The map is dominated by Russia, illustrated as a polar bear of intimidating bulk reaching with its jaws for the small-but-fierce Baltic states and grasping with one paw the Polish bull, which is simultaneously mauled by the back-left paw of the German tiger. England (a leopard) and France (a lion) face off against Germany, which appears oblivious to the looming threat behind it to the east. Norway and Sweden appear as giraffes, looking fearfully in the direction of Russia. Further south, Yugoslavia is a kangaroo carrying a tiny baby kangaroo in its pouch, whereas Italy and Armenia appear as massive coiled serpents, ready to strike at the underbelly of Europe. Greece is a slow-moving turtle, while Turkey is a fearsome crocodile. Among the neutral nations, Switzerland is represented as a docile lamb, while Portugal, whose perspective the map represents, is a vicious podengo, or hunting dog.
The manuscript was almost certainly drawn in East Asia by an East Asian artist. The Chinese calligraphy is elegant and clearly the work of a practiced hand, while the Portuguese text is by contrast clumsy and imitative. The colors employed, while somewhat similar to those on the printed map, are in tones more common in Asian watercolor than western inks. The wavy ocean here exhibits a delicate nuanced brushstroke, rather than the uniform lines evident on the printed version. Further, the rhino used to represent Poland in the printed map is here rendered as a bull, suggesting that the artist was unfamiliar with rhinos, which at the time were not commonly known in China. Finally, the paper, a thick stock, while not traditional, exhibits characteristics of Asian-made western-style papers used by Japanese and Chinese publishers up to and slightly before the war.

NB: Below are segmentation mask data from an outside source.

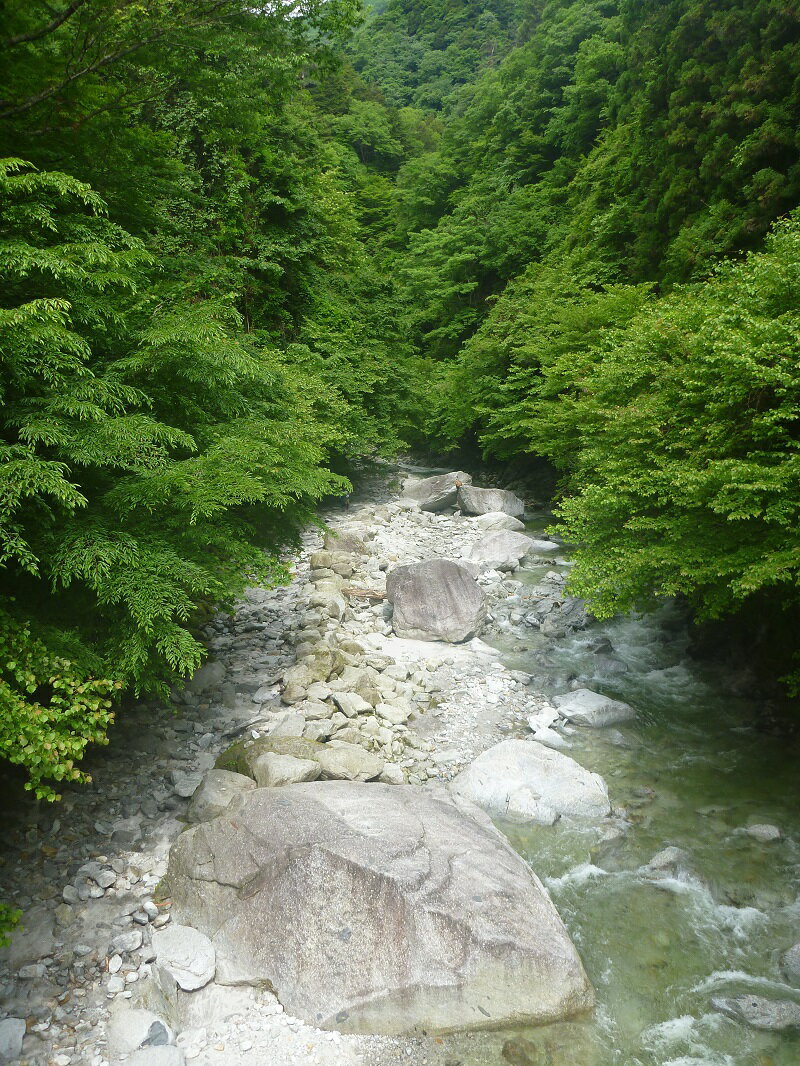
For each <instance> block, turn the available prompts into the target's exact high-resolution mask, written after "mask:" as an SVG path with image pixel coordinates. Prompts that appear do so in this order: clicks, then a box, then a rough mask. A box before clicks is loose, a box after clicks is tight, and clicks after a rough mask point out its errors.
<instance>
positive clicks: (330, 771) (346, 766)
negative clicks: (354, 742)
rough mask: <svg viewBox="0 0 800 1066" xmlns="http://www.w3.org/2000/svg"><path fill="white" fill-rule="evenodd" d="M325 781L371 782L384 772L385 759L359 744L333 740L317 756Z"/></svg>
mask: <svg viewBox="0 0 800 1066" xmlns="http://www.w3.org/2000/svg"><path fill="white" fill-rule="evenodd" d="M317 761H318V763H319V765H320V766H321V769H322V774H321V776H322V778H323V780H337V781H371V780H372V779H373V778H375V777H378V776H380V774H381V773H382V772H383V766H384V762H383V759H379V758H378V756H377V755H372V754H371V753H370V752H367V750H365V749H364V748H363V747H359V746H358V745H357V744H348V743H346V742H343V741H337V740H332V741H331V743H330V744H325V745H324V746H323V747H322V749H321V750H320V753H319V755H318V756H317Z"/></svg>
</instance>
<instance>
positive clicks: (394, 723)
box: [375, 704, 411, 726]
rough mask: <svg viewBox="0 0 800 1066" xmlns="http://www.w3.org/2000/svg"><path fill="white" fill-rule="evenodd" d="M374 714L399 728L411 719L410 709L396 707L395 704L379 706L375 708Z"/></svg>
mask: <svg viewBox="0 0 800 1066" xmlns="http://www.w3.org/2000/svg"><path fill="white" fill-rule="evenodd" d="M375 714H377V715H378V716H379V717H381V718H384V721H386V722H390V723H391V724H393V725H395V726H401V725H404V723H406V722H407V721H409V718H410V717H411V708H409V707H398V705H397V704H379V705H378V707H375Z"/></svg>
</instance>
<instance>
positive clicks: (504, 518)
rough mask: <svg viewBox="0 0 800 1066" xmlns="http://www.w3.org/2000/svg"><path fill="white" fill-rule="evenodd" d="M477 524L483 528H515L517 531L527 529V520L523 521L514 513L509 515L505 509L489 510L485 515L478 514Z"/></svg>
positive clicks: (476, 518) (477, 524) (497, 528)
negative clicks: (525, 520)
mask: <svg viewBox="0 0 800 1066" xmlns="http://www.w3.org/2000/svg"><path fill="white" fill-rule="evenodd" d="M475 524H476V526H477V527H478V528H479V529H482V530H486V532H490V531H492V530H514V531H516V532H517V533H518V532H521V531H522V530H524V529H525V522H521V521H519V519H518V518H514V516H513V515H507V514H506V512H505V511H489V512H486V514H485V515H478V517H477V518H476V519H475Z"/></svg>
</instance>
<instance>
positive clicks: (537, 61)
mask: <svg viewBox="0 0 800 1066" xmlns="http://www.w3.org/2000/svg"><path fill="white" fill-rule="evenodd" d="M0 10H2V41H0V69H2V78H1V79H0V84H1V85H2V90H0V96H2V99H1V100H0V157H2V163H1V164H0V185H1V198H0V247H1V248H2V253H1V255H0V271H2V275H3V286H2V306H1V307H0V362H1V368H2V370H1V376H0V392H1V394H2V415H1V419H2V421H1V424H0V430H1V434H0V461H1V462H0V564H1V565H2V570H1V571H0V577H1V579H2V583H3V604H2V608H1V609H0V650H1V655H0V752H2V754H3V755H4V757H5V758H6V759H7V760H10V761H12V762H14V763H17V764H19V765H22V766H23V768H25V769H26V770H27V772H28V774H29V776H30V784H31V785H32V787H33V788H34V789H35V790H36V792H37V794H38V795H41V796H46V797H52V796H54V795H55V789H57V786H58V781H59V780H64V779H78V778H80V769H79V762H80V758H81V755H82V754H83V752H84V749H85V746H86V744H87V743H91V742H102V740H103V738H105V734H106V730H107V728H108V726H109V725H110V723H111V721H112V718H113V714H114V710H115V707H116V704H117V701H118V698H119V694H121V693H125V692H130V693H133V694H155V695H158V696H165V695H166V693H167V691H169V688H170V685H172V684H173V683H175V682H176V681H177V680H179V679H180V678H182V677H185V676H186V675H187V674H189V673H191V672H192V671H193V669H194V668H195V667H196V666H197V665H198V664H199V662H201V661H202V659H203V656H204V648H203V645H202V643H201V641H199V640H198V636H197V630H198V624H199V621H201V620H202V619H203V618H204V617H205V616H206V615H207V613H208V612H209V611H210V610H211V609H212V608H213V607H214V605H218V604H225V603H229V602H231V601H233V599H234V598H235V597H236V595H237V594H238V593H239V592H241V589H242V588H243V587H244V586H245V585H246V584H247V583H249V582H252V581H253V580H255V579H261V580H273V581H277V580H281V576H282V572H283V564H282V562H281V560H282V554H283V552H284V550H285V549H286V548H287V547H288V546H290V545H291V544H292V542H293V537H294V536H295V535H297V533H298V531H299V530H300V529H301V528H302V527H303V524H304V523H305V522H307V521H308V520H309V519H310V517H311V516H313V515H314V512H315V508H316V506H317V504H318V502H319V501H320V500H322V499H324V498H325V497H327V496H331V495H335V494H341V492H346V491H347V490H348V488H349V483H348V481H347V477H346V474H347V472H348V469H349V464H350V463H352V462H353V461H354V459H357V458H358V457H363V456H369V455H375V454H383V455H393V454H396V453H397V452H398V451H399V450H401V449H405V448H409V447H416V448H432V449H435V450H437V451H439V452H448V451H449V452H452V453H453V454H458V451H459V449H460V448H463V447H464V446H466V445H470V446H476V445H477V446H478V447H479V448H480V449H481V450H482V452H483V454H484V455H485V456H486V457H489V458H494V459H498V461H514V462H515V464H517V465H522V466H523V467H524V465H525V463H526V462H531V463H532V462H534V461H539V459H541V458H545V459H547V461H548V462H549V463H551V464H553V465H554V466H555V467H556V468H557V470H558V472H559V475H560V479H561V480H560V483H559V495H558V511H557V516H558V529H559V532H561V533H562V535H564V536H565V537H567V538H569V539H570V540H572V542H574V543H576V544H577V545H579V550H578V553H577V556H576V559H577V563H576V566H575V568H574V577H573V579H572V588H573V591H574V592H576V593H578V594H580V595H582V596H585V597H586V598H587V599H588V601H589V603H590V605H591V608H592V610H593V611H594V612H595V613H596V614H598V615H601V616H608V615H609V614H612V613H614V612H617V611H624V610H628V609H630V608H631V607H641V605H644V604H647V603H651V602H653V601H654V600H656V599H657V598H659V597H663V596H676V595H677V596H681V597H684V598H685V599H686V600H687V602H688V603H689V604H690V605H691V608H692V609H693V611H694V612H695V613H697V615H698V617H700V618H737V619H740V620H742V621H747V623H748V624H749V625H750V626H751V629H752V628H753V627H755V628H756V629H758V630H759V632H761V635H762V640H763V641H765V642H766V643H767V644H768V645H769V646H770V647H771V648H772V651H773V652H774V661H773V662H771V664H770V668H772V667H773V668H774V669H775V671H777V672H779V673H780V672H782V673H783V674H784V675H785V676H786V677H787V679H788V682H787V683H788V685H789V690H790V691H791V685H793V683H794V684H797V676H798V673H797V671H798V665H797V663H796V662H793V655H794V651H795V650H796V648H795V647H794V646H793V645H794V643H795V641H794V637H793V625H795V624H796V620H797V618H798V616H799V615H800V612H799V611H798V571H799V568H800V544H799V543H798V538H797V532H796V531H797V526H798V507H799V505H800V491H799V489H800V456H799V455H798V435H799V433H800V430H799V426H800V214H798V213H797V208H798V205H800V138H799V134H798V130H799V129H800V15H799V14H798V12H797V11H796V10H795V9H793V7H791V5H788V4H785V3H781V2H778V0H757V2H754V3H753V2H750V3H746V2H745V0H724V2H722V3H720V2H711V0H666V2H665V0H658V2H656V0H644V2H643V0H637V2H633V0H547V2H542V0H502V2H499V3H493V4H489V3H486V2H482V0H463V2H459V3H450V2H448V3H445V2H444V0H388V2H387V3H381V4H377V5H375V6H374V7H372V9H370V10H369V11H367V12H366V13H363V12H359V11H358V10H357V7H356V5H355V4H354V3H352V2H351V0H329V2H325V3H322V2H318V0H304V2H303V3H300V4H297V5H291V4H285V5H284V4H267V5H242V4H240V3H237V2H235V0H203V2H199V3H197V2H195V3H187V2H183V0H159V2H156V3H148V4H146V5H140V4H135V3H132V2H130V0H57V2H49V3H45V2H43V0H31V2H29V3H27V4H22V3H20V2H16V0H14V2H6V3H4V4H2V5H0ZM753 631H754V630H753ZM765 634H766V635H765ZM793 678H794V679H795V680H794V682H793Z"/></svg>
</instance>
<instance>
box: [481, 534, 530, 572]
mask: <svg viewBox="0 0 800 1066" xmlns="http://www.w3.org/2000/svg"><path fill="white" fill-rule="evenodd" d="M532 546H533V542H532V540H531V538H530V537H529V536H526V535H525V533H514V532H513V531H512V530H497V531H496V532H494V533H486V535H485V536H483V537H481V539H480V540H478V543H477V544H474V545H473V547H471V548H470V549H469V554H468V556H467V559H468V561H469V562H470V563H477V564H478V565H479V566H481V567H482V568H483V569H486V570H500V571H503V570H515V569H516V568H517V566H518V565H519V563H521V562H522V560H523V559H525V556H526V555H527V554H528V552H529V551H530V549H531V547H532Z"/></svg>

The use of both Portuguese and Chinese on the map strongly suggest it was drawn in Macau, a hypothesis lent further support by that colony’s role in the Second World War. At the time Portugal was under the dictatorship of António de Oliveira Salazar, who proved successful in maintaining the country’s neutrality. As a consequence Portugal and its overseas colonies, Macau included, became hotbeds of intrigue, where the war was fought via underground trade and espionage rather than through overt violence. Macau became a refugee center, and its population soared from about 200,000 to nearly 700,000 people within a few years, and, as the only neutral port in East Asia, it enjoyed an economic boom. These factors led to considerable local interest regarding events in Europe.
This map is owned in partnership with Geographicus Rare Antique Maps.
Scattered cracking and small areas of surface abrasion, some water staining at right, and edge wear all around.